Aşağıda size bu yazıdan, kendi yazım (27.5.2019, E.K.), çok kısa bazı alıntılar aktarıyorum.
“Ben bu çok ciddi kontrollü darbe iddiası karşısında pozisyon alamam zira elimde bu iddiayı destekleyecek bilgi, belge yok, nasıl olsun zaten, bu iddiayı ortaya atanlar da konunun banalizasyonunu önlemek için en kısa sürede bu iddialarının arkasını belgelemek zorundalar. Yukarıda belirttiğim gibi benim, bir yurttaş olarak, elimde somut bilgi, belge yok, bir net kanaat oluşturmam bile mümkün değil. Ancak, elimde bilgi ve belge olmaması, insanın mantık süreçlerini çalıştırmasına da engel değil ve ben de bazı sorulara mantıklı yanıt veremiyorum ve bu sorular da kim nereye kaçta geldi, kaçta çıktı gibi sorular değil.”
………..
“15 Temmuz sonrası Sayın MİT Müsteşarı görevinde kaldı. Tekraren söylüyorum, eğer ortada bir yetersizlik varsa, Sayın Erdoğan da daha o gece ortada çok ciddi bir istihbarat zaafı olduğunu vurguladı, bu yetersizlik vahamet derecesi yüksek, inandırıcılığı ise düşük bir yetersizliktir. Mantık da, hiçbir bilgi ve belgeye dayanmadan, işte burada devreye giriyor. Sayın MİT Müsteşarı bu koşullarda görevinde kaldı ise, demek ki, ortada eleştirilecek, görevden almayı gerektirecek bir görev zafiyeti bulunmamaktadır, mantık bunu emreder. Peki bu ne demektir? Allah ömür verirse, ileride bu sorumun yanıtını öğreniriz muhtemelen.”

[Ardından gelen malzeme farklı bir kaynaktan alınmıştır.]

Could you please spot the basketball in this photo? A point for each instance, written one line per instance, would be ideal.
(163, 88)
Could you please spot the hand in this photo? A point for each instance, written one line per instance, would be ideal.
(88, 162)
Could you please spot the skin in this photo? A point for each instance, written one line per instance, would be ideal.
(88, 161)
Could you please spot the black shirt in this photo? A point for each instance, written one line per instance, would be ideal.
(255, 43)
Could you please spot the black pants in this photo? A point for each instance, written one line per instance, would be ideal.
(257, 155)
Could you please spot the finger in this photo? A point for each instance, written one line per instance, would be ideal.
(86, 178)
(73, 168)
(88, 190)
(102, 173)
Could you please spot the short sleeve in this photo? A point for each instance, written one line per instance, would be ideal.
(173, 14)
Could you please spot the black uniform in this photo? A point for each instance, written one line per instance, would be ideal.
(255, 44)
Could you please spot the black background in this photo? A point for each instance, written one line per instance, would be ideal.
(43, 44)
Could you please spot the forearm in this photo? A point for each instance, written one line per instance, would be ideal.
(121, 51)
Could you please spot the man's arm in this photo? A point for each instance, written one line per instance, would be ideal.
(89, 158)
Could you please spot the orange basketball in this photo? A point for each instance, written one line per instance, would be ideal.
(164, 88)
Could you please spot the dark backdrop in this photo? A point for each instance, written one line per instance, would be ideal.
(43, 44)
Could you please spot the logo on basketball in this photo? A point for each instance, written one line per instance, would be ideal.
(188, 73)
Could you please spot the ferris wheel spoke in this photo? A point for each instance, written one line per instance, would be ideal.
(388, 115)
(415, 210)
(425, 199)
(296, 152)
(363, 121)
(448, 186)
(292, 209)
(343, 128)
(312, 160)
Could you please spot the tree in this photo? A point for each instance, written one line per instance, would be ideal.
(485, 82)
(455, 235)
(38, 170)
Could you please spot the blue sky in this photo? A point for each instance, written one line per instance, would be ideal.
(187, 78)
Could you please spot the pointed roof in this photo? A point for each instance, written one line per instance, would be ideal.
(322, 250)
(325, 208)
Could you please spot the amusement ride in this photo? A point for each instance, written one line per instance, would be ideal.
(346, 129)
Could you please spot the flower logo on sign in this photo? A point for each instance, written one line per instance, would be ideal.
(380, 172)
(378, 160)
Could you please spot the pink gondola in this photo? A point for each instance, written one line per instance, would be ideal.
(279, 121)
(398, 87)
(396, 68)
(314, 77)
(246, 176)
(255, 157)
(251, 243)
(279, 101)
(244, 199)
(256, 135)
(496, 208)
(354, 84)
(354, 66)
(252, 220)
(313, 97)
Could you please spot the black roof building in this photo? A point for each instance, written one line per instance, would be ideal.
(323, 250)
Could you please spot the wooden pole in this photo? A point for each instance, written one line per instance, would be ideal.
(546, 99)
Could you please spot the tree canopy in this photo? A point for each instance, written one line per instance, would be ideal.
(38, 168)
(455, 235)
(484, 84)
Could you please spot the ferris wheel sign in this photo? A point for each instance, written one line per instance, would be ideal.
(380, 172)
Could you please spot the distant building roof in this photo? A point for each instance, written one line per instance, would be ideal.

Aynı yazıdan iki alıntıyı sundum yukarıda; “kontrollü darbe” çok büyük ve ağır bir iddia, bunu yazamam, yazmam, zaten elimde de somut bir bilgi yok.
Ancak, yine yukarıda belirttiğim gibi, meselenin bir de “aması” var.
En tepeden başlamak üzere resmi ağızlardan ifade edildiği gibi darbe girişimi ihbarı o gün öğleden sonra alındı, akşam saatlerinde de “enişte” sokaklarda askerleri görüp Cumhurbaşkanına durumu haber verdi; bu durumda normal zekalı bir insanın ilk aklına gelen o sabah (16 Temmuz) kanlı darbenin bastırıldığı anlaşılır anlaşılmaz istihbarat örgütlerinin (MİT, Genelkurmay, Emniyet) tepe yönetimlerinin değiştirilmesi olmalı idi.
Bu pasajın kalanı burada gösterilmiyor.